Council Tax and Accounts Receivable 2014/15


The Committee considered a report from the Head of Business Processes on the current status of Council Tax and Accounts Receivable as at 31 December 2014 compared with 31 December 2013. The report gave details of the actions taken by the service to recover the debts, including the number of summonses issued and the Council’s Fair Debt programme.


Responding to comments from Members, regarding the non-payment of debts, the Head of Financial Services stated that every year there was an assessment of the money required to be set aside to fund those debts not settled. In the area of accounts receivable (sundry debtors) there was an amount of around £9m held to meet such debts.


The Head of Business Processes also responded to Members’ questions and made the following comments:


·  With regard to accounts receivable he was looking at bringing in additional staff as the more work done to improve collection the more income would come in.

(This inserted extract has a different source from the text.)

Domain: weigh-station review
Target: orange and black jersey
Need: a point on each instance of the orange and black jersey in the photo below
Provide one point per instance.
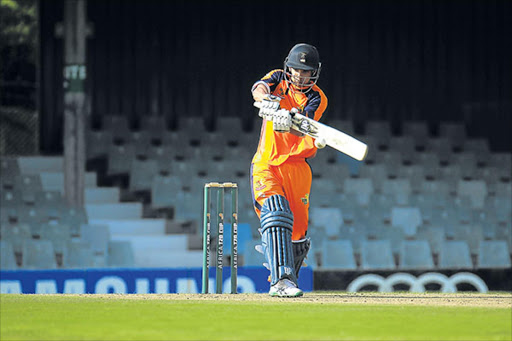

·  The exercise underway using the external supplier, Capacity Grid, to check that the Single Person Discount was not being abused would realise a potential additional council tax income of £420,000. This was an annual figure which would add to the Council Tax base each year.

·  Terms of engagement were agreed with Capacity Grid through the tender process which included the letters and process to be used. Letters were sent in the Council’s name stating that the Council had information which lead the Council to conclude the claimant was no longer entitled to the Single Person’s Discount. If the claimant agreed that this was the case then the discount was withdrawn if not then the matter was investigated further and claimants could appeal directly to the Council not to Capacity Grid.

·  The process was non-intrusive whilst recognising that the process was that the Authority was verifying a household’s claim to a discount.

·  There were three companies which did the type of work that Capacity Grid were undertaking for the Council and they were awarded the tender in late 2014. The firm was paid based on the numbers they found and the success of this one off exercise would be reviewed and a decision taken as to whether it was done annually.

·  In respect of the numbers of reminders, summonses, liability orders, etc. issued and referred to in the report, he would circulate this information in a tabulated format.

·  He would, in future reports, supply some examples under each directorate in respect of the amount of debt at each recovery stage.

·  He acknowledged a typographical error in one of the figures for the collection of national non-domestic rates but confirmed that the collection rate showed a drop due to the fact that a lot of businesses had now moved to 12 monthly instalments rather than 10.

·  Additional temporary staff would be brought into the Personal Finance Unit  to get assessments back into line and then a view would be established as to whether permanent staffing was too low, too few or adequate.

·  The figures on insolvency were reported to Cabinet in the financial monitoring reports and the minimum debt had to be £1,500, although insolvency was only used as a last resort and might link in to other debtors taking action.


Resolved – That the report be noted.